'Mobola R.

A series of short stories inspired by real life experiences.

Another Poem, from way back when….

This is another poem from my old collection…. I realize now that none of my poems had names then….again, I dont know what inspired this poem, but it definitely glistened my eyes!

Life is a tale

A tale told by a fool

Its rather funny

we make wishes and hope they come true

but each time they do

The joke is on you!

Or me?

Yea, perhaps the joke is just on me!

I should just quit

This is  like a drug

a habit I’m trying to curb

Its pretty hard to quit a drug when you’re the dealer

A tale told by a fool alright

I’m tired

Too tired

To laugh, cry or show any emotion

Here come the wall

The wall I spent so much time tearing down

Why did you


Cant let it come up again

Cant

I’ll fight this

To the end

I’ll make this work

Until, I’m finally happy…

A note from long ago…

On a recent trip home, to Nigeria, I found a bunch of my old poetry and short story books! Between when I was 13 years old and 17 years old, I found this poem in one of them and I have no clue who this poem is for, but I felt like sharing it any ways! Maybe I’ll share more later!
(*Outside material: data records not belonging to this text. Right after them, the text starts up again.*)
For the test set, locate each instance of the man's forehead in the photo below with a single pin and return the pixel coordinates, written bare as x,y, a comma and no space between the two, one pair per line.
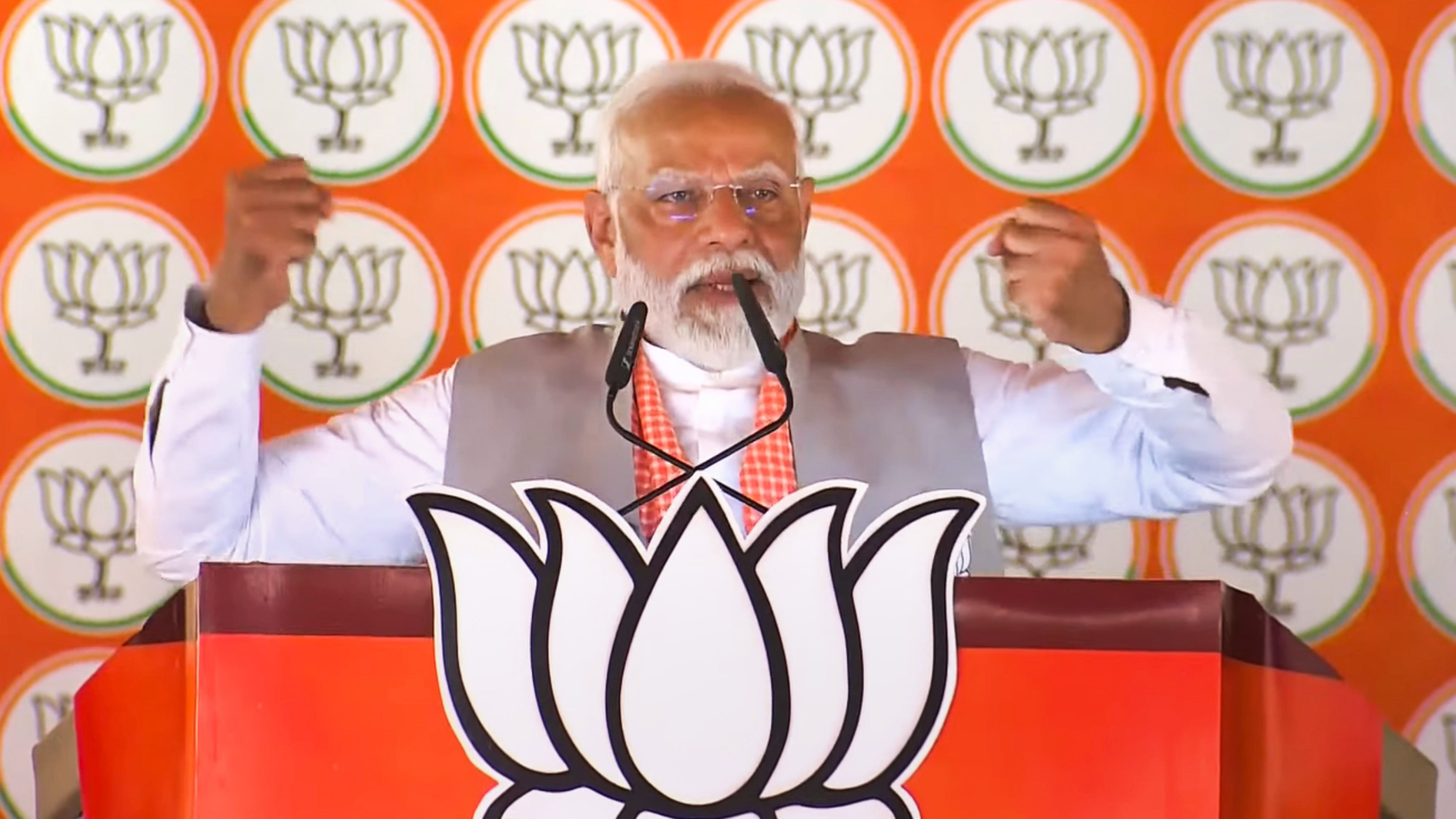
727,133
771,170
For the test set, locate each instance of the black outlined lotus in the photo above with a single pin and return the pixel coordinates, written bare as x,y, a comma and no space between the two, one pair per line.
108,63
699,677
1044,76
816,72
92,516
343,68
1277,305
106,289
341,294
561,292
843,288
1286,529
574,71
1279,78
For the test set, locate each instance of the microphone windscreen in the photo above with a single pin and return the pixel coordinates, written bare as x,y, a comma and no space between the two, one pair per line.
624,356
769,350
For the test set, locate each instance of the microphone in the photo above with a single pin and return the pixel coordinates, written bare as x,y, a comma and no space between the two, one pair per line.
618,376
624,356
769,350
774,361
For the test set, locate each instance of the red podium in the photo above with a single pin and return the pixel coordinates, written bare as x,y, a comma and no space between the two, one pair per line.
311,691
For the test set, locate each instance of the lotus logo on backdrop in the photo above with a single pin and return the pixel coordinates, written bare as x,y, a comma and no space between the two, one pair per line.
1302,302
1311,547
1043,95
71,531
539,73
1107,550
855,280
538,273
107,91
1433,732
366,311
699,675
847,68
1279,98
1428,546
94,291
969,299
1429,320
34,704
605,59
359,92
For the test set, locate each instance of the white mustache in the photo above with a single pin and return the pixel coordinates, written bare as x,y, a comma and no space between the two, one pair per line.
742,261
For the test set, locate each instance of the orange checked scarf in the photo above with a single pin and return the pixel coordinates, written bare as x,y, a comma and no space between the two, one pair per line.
768,465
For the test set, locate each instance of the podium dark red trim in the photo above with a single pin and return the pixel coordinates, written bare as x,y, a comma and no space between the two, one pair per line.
305,691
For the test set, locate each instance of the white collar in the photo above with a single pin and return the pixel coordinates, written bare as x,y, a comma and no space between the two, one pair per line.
681,373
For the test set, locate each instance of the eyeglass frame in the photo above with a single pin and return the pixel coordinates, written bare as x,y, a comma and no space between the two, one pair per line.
713,193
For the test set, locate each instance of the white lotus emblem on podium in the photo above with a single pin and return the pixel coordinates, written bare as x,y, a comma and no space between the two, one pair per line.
788,675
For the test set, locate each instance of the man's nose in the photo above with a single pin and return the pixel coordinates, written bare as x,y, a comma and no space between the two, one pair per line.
723,222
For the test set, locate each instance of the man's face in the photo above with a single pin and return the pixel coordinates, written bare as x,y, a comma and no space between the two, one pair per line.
676,237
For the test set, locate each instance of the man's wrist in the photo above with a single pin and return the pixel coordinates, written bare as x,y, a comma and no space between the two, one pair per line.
194,309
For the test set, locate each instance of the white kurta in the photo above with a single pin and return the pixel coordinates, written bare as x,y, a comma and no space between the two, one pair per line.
1061,447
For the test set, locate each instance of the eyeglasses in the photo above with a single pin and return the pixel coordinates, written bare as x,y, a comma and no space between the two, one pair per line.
766,200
It currently  has no name, but feel free to give it one…

I think of you

And i think of all things, unachievable

I see your face

but I have to ask myslef 

Is it really yours?

Time and time again,

I see them

and then I remember

a world of hurt and pain

I think a new story will begin with you

but it seems that in the end

I see too much of them in you

I like you

I really do

but i love myself more

and the pain that would be the outcome of being with you

I cant deal with

Please dont beg me, or try to convince me otherwise

There’s too much of them in you, the pain is inevitable.

This may really sound selfish, but I’ve been drowning for too long 

And I need to come up for air

I need to breathe

I need to live

……I’m so sorry….

She made love to a ghost….

 

 

 

 

She’d never seen an owl before, but had been told that the day she saw one would be her last as a living being.

She hissed and stared at the creature, “Foolish wives tales!”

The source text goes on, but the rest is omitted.